# I'm glad Argentina got in trouble



## Ice29 (Mar 11, 2016)

I'm glad that Argentina got in trouble for waving a racist sign.

Los Malvinas Son Argentinas is a Racist sign..
It suggests that Hispanics and other Latinos should be the only people with a country in South America.. or that part of the South Atlantic.

It also suggests that a democratic vote in somebody elses country about how they should be governed and who their alliances should be with, somehow or other shouldn't count, because they're not Hispanics.

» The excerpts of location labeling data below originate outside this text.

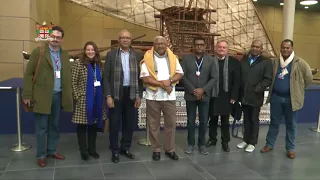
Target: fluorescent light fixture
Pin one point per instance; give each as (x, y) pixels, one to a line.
(308, 2)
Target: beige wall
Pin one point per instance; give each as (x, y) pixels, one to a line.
(306, 35)
(82, 25)
(17, 31)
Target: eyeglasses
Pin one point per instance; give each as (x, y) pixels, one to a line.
(125, 38)
(56, 37)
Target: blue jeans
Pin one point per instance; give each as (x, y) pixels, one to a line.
(203, 109)
(281, 107)
(47, 128)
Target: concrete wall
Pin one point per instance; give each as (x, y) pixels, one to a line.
(306, 35)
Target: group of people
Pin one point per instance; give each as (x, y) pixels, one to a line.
(211, 84)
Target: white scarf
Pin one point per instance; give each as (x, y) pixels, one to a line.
(284, 63)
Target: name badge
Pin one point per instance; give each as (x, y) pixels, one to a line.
(97, 83)
(58, 75)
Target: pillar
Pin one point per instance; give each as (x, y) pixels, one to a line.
(288, 19)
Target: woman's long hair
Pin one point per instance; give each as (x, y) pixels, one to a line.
(96, 59)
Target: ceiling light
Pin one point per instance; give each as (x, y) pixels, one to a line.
(308, 2)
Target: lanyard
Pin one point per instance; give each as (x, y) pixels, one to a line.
(199, 66)
(95, 71)
(57, 61)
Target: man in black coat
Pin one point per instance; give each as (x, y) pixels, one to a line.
(256, 76)
(227, 89)
(200, 74)
(123, 90)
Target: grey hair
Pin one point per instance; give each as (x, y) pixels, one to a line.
(159, 37)
(220, 41)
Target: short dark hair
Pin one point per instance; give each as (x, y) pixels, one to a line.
(58, 28)
(287, 40)
(197, 39)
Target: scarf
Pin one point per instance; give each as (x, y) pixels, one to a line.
(225, 74)
(118, 73)
(152, 66)
(94, 96)
(285, 63)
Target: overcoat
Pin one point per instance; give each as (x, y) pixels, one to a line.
(79, 85)
(42, 91)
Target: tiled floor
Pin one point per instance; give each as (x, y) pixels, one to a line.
(236, 164)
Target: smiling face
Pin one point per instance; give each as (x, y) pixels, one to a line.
(124, 39)
(286, 49)
(199, 46)
(90, 52)
(57, 39)
(222, 49)
(256, 48)
(160, 45)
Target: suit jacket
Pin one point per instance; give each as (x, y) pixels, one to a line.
(109, 67)
(300, 78)
(206, 80)
(255, 79)
(42, 90)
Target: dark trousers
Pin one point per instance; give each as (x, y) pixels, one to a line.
(251, 124)
(47, 128)
(122, 114)
(280, 107)
(213, 127)
(203, 110)
(85, 132)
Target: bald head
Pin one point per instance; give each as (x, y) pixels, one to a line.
(160, 45)
(256, 48)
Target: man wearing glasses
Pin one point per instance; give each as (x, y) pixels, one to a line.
(160, 72)
(123, 90)
(200, 74)
(50, 92)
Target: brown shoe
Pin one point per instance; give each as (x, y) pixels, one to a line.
(42, 162)
(56, 156)
(291, 154)
(266, 149)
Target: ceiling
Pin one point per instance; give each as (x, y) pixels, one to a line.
(276, 3)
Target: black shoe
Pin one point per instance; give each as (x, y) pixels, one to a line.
(156, 156)
(115, 158)
(225, 147)
(127, 154)
(94, 155)
(211, 143)
(172, 155)
(84, 156)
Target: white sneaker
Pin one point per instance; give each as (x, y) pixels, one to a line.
(242, 145)
(250, 148)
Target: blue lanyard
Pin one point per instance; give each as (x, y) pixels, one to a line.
(95, 71)
(199, 66)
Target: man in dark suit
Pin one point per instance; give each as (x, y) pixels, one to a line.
(199, 78)
(256, 76)
(227, 88)
(123, 90)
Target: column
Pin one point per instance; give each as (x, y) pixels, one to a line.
(288, 19)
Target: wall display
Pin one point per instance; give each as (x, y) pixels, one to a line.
(182, 114)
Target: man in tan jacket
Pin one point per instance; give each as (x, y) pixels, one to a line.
(291, 76)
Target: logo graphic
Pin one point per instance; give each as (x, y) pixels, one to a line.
(44, 32)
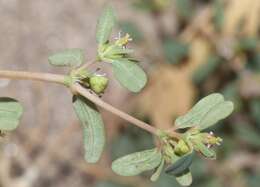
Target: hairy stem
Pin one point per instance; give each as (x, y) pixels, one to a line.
(76, 89)
(46, 77)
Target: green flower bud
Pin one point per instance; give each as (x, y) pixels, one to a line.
(181, 148)
(98, 83)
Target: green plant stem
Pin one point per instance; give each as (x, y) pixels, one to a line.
(45, 77)
(76, 89)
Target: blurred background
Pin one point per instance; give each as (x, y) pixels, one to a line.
(189, 48)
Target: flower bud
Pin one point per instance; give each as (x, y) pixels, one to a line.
(98, 83)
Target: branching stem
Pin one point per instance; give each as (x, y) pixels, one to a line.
(77, 88)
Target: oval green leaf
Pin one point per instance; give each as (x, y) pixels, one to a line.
(93, 128)
(212, 106)
(68, 57)
(105, 25)
(136, 163)
(181, 165)
(129, 74)
(10, 113)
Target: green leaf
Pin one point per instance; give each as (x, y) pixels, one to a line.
(181, 165)
(206, 69)
(184, 8)
(10, 113)
(93, 128)
(68, 57)
(105, 25)
(220, 111)
(136, 163)
(158, 171)
(206, 112)
(132, 29)
(129, 74)
(185, 179)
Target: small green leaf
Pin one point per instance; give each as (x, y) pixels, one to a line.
(105, 25)
(10, 113)
(184, 179)
(136, 163)
(219, 112)
(93, 128)
(68, 57)
(181, 165)
(206, 112)
(132, 29)
(158, 171)
(129, 74)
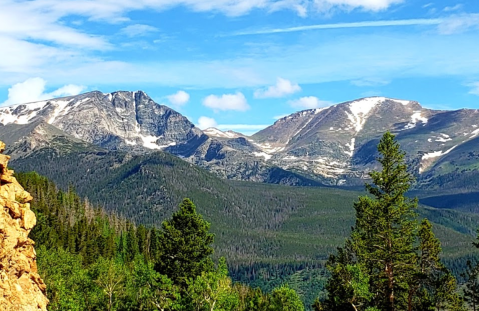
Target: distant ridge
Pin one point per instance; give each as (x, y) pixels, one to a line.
(333, 145)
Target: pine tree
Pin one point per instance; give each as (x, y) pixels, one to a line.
(399, 260)
(385, 231)
(185, 245)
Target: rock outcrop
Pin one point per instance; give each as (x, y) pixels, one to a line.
(21, 288)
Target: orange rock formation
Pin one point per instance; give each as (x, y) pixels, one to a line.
(21, 288)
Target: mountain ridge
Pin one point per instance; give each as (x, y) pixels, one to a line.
(333, 145)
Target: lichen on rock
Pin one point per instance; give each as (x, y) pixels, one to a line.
(21, 288)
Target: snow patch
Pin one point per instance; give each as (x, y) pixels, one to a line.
(150, 142)
(415, 117)
(436, 154)
(263, 154)
(25, 113)
(218, 133)
(360, 109)
(60, 107)
(351, 147)
(443, 138)
(266, 147)
(318, 110)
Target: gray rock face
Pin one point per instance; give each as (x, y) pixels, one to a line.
(334, 145)
(120, 120)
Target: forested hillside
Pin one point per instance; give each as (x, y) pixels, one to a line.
(281, 234)
(91, 260)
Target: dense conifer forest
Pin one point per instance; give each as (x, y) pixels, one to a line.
(91, 260)
(95, 260)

Get the fuck out of here...

They should have not only been Disciplined by FIFA, but every country in South America that supports argentina's claims should be indefinitely suspended from FIFA's games AND the Olympics, and whatever international catholic organizations that have a presence in their country.


----------



## The Great Goose (Mar 11, 2016)

They are actually very white. If you count Mediterraneans as white.


----------



## Ice29 (Mar 11, 2016)

don't give a fuck a fuck what they are.
They don't own the falklands the British people on the islands do.


----------



## Ice29 (Mar 11, 2016)

The Great Goose said:


> They are actually very white. If you count Mediterraneans as white.

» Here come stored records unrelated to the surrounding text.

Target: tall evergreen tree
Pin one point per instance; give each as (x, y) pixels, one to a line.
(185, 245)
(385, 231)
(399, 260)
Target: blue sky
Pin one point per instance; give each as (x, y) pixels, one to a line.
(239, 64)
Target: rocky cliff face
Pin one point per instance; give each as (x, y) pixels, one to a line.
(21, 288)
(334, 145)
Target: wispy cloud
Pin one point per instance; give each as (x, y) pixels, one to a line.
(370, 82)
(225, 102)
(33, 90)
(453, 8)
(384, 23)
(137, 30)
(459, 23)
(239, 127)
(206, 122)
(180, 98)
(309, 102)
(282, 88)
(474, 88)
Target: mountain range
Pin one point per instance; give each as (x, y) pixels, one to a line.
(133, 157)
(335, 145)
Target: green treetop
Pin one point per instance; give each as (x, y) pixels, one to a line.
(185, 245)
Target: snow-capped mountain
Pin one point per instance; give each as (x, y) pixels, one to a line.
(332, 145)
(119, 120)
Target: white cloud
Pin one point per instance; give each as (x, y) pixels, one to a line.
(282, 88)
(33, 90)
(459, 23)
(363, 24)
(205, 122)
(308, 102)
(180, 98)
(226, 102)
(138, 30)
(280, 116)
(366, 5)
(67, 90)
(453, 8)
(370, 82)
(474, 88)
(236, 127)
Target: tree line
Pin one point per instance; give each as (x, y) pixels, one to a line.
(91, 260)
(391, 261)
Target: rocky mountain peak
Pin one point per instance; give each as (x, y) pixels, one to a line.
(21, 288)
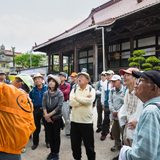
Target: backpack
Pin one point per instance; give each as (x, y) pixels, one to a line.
(33, 93)
(90, 88)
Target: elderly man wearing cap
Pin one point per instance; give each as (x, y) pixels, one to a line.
(73, 79)
(115, 103)
(65, 89)
(146, 143)
(52, 104)
(132, 108)
(81, 100)
(105, 105)
(37, 95)
(16, 116)
(2, 76)
(98, 88)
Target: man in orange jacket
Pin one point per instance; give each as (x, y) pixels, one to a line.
(16, 116)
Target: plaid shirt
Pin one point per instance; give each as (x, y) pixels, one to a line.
(131, 104)
(146, 144)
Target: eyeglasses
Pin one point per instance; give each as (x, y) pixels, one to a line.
(139, 80)
(126, 75)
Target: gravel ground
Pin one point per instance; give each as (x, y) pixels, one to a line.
(102, 148)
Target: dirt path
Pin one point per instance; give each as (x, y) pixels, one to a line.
(102, 148)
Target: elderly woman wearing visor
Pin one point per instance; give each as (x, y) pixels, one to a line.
(52, 104)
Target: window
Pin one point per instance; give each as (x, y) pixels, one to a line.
(114, 64)
(90, 60)
(90, 53)
(82, 61)
(82, 66)
(83, 54)
(146, 42)
(125, 54)
(149, 51)
(114, 48)
(90, 65)
(125, 63)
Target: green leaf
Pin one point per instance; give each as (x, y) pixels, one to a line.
(147, 65)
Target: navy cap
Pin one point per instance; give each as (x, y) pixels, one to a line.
(153, 75)
(63, 74)
(2, 72)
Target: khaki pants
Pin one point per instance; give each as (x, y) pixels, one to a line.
(116, 131)
(127, 142)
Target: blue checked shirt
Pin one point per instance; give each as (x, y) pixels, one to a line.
(146, 144)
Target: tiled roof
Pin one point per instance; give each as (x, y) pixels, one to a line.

don't give a fuck a fuck what they are.
They don't own the falklands the British people on the islands do.


----------



## Ice29 (Mar 11, 2016)

The Great Goose said:


> They are actually very white. If you count Mediterraneans as white.



And I would tell their Argentinian Mediterranean asses to go the fuck back to the Mediterranean because the British are going nowhere.


----------



## Ice29 (Mar 11, 2016)

The Great Goose said:


> They are actually very white. If you count Mediterraneans as white.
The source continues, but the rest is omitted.